Will increase $C$ to 1. Thus, we weaken the regularization, now in solving the weights of the logistic regression may be greater (in absolute value) than in the previous case. Now the share of correct classifier answers on the training set is 0.831.

Code

 C = 1 logit = LogisticRegression(C=C, n_jobs=-1, random_state=17) logit.fit(X_poly, y) plot_boundary(logit, X, y, grid_step=.005, poly_featurizer=poly) plt.scatter(X[y == 1, 0], X[y == 1, 1], c='green', label='') plt.scatter(X[y == 0, 0], X[y == 0, 1], c='red', label='') plt.xlabel(" 1") plt.ylabel(" 2") plt.title('2  .   C=1') plt.legend(); print("      :", round(logit.score(X_poly, y), 3))

We will increase $C$ - up to 10 thousand. Now regularization is clearly not enough, and we are seeing retraining. You may notice that in the past case (when $C$ = 1 and "smooth" border) the proportion of correct answers of the model on the training sample is not much lower than in the 3 case, but on the new sample, one can imagine, the 2 model will work much better.
The share of the correct answers of the classifier on the training sample is 0.873.

Code

 C = 1e4 logit = LogisticRegression(C=C, n_jobs=-1, random_state=17) logit.fit(X_poly, y) plot_boundary(logit, X, y, grid_step=.005, poly_featurizer=poly) plt.scatter(X[y == 1, 0], X[y == 1, 1], c='green', label='') plt.scatter(X[y == 0, 0], X[y == 0, 1], c='red', label='') plt.xlabel(" 1") plt.ylabel(" 2") plt.title('2  .   C=10k') plt.legend(); print("      :", round(logit.score(X_poly, y), 3))

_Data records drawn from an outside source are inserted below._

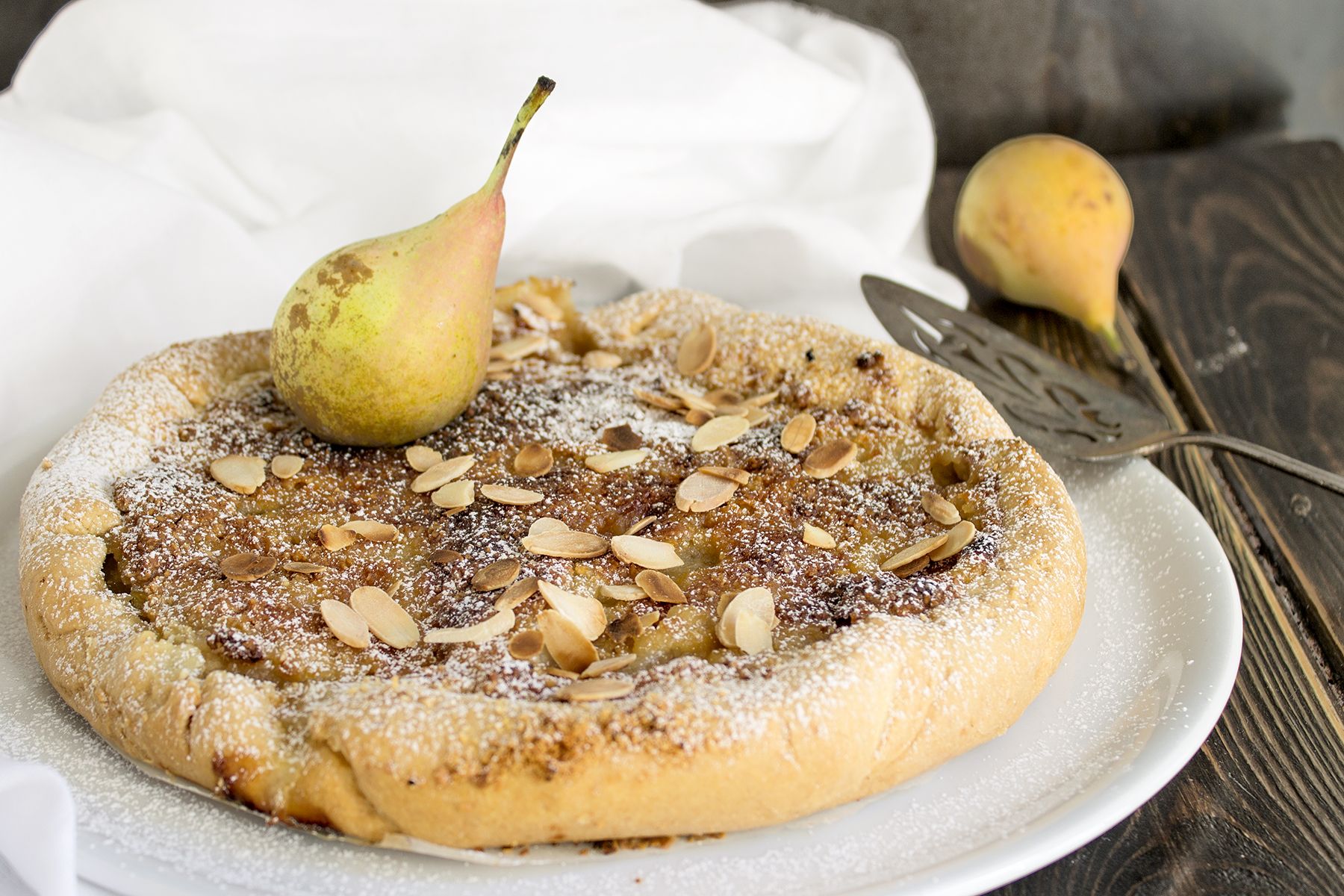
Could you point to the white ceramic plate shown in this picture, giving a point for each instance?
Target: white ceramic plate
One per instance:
(1136, 696)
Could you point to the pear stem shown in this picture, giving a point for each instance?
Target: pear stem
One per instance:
(495, 183)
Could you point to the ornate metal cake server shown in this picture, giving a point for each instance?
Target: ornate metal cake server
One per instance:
(1048, 402)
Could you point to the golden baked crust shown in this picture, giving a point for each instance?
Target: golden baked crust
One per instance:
(698, 746)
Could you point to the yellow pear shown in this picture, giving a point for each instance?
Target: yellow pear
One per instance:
(386, 340)
(1046, 220)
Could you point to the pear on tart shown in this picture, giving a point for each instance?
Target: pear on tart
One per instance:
(860, 576)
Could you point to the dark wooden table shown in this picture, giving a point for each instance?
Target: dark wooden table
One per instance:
(1234, 307)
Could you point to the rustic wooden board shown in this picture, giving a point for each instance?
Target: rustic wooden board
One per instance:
(1258, 808)
(1242, 293)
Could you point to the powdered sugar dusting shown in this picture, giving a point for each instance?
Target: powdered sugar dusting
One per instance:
(1144, 680)
(847, 630)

To discuss the results, we rewrite the formula for the functional that is optimized in the logistic regression, in this form:

$\ large J (X, y, w) = \ mathcal {L} + \ frac {1} {C} || w || ^ 2,$

Where

$\ mathcal {L}$ - logistic loss function summed over the entire sample
$C$ - the inverse regularization coefficient (the same $C$ in the sklearn implementation of LogisticRegression)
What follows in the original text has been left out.